Bagaimana bisa, Menlu sebuah negara dengan populasi nomor empat di dunia berpenduduk 270 juta jiwa, anggota G20, dan menjadi pusat organisasi ASEAN, ketika melakukan kunjungan kerja ke berbagai negara harus selalu menggunakan pesawat umum. Idealnya, pemerintah memiliki pesawat khusus yang difungsikan untuk perjalanan diplomatik guna mendukung kinerja Menlu.
Padahal, penulis menyaksikan sendiri, biasanya Menlu Amerika Serikat, Rusia, Cina, Inggris, dan Turki, serta Jerman (nama yang terakhir pesawatnya bermasalah kala melawat ke Australia) ketika keluar negeri, pasti menggunakan pesawat khusus. Dengan begitu, waktu keberangkatan dan kepulangan bisa diatur sedemikian rupa agar tugas negara yang dijalankan bisa lebih efektif dan efisien.
Sehingga, protokoler tidak disibukkan lagi dengan pesan tiket maupun waktu transit di bandara, ketika harus melakukan perjalanan panjang, lintas benua, misalnya. Dengan adanya pesawat khusus maka perjalan Menlu bisa lebih ringkas dan waktu yang ada bisa digunakan untuk menyelesaikan tugas di kantor.

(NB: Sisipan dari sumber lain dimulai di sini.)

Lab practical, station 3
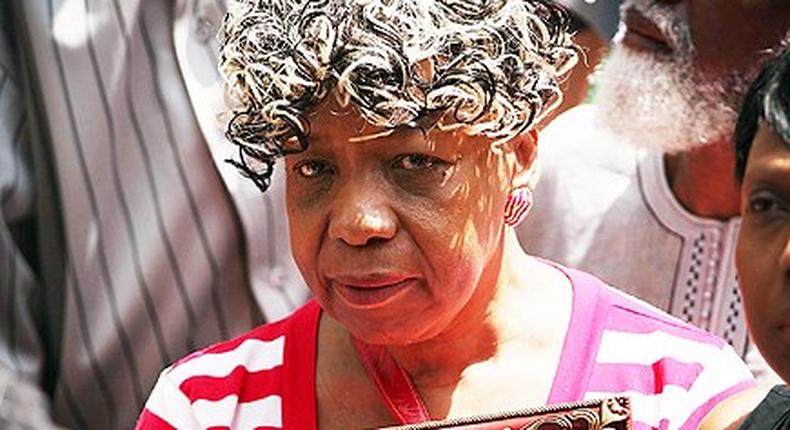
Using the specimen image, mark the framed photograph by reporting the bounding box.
[385,397,632,430]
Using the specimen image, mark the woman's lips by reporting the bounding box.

Mengapa hal itu menjadi penting untuk dibicarakan? Penulis sebenarnya tidak kenal dengan Retno. Hanya sekali bertemu muka ketika eks Dubes RI untuk Kerajaan Belanda tersebut kunjungan ke Republika di Jalan Warung Buncit Raya Nomor 37, Jakarta Selatan, beberapa tahun silam. Pun penulis tidak pernah mendapatkan penugasan meliput di Kemenlu.
Penulis hanya mempertanyakan, mengapa negara sebesar ini kurang peduli untuk mendukung kinerja Menlu? Padahal, dengan adanya pesawat maka menlu dalam menunaikan tugas negara ketika harus bertemu kolega di acara tertentu maupun lawatan diplomatik demi memperjuangkan kepentingan RI bisa lebih maksimal.
Ketiadaan pesawat khusus membuat Menlu harus menyediakan waktu lebih lama untuk berangkat dan kepulangan seusai menghadiri sebuah pertemuan di luar negeri. Memang untuk Menlu tidak perlu pesawat berbadan besar.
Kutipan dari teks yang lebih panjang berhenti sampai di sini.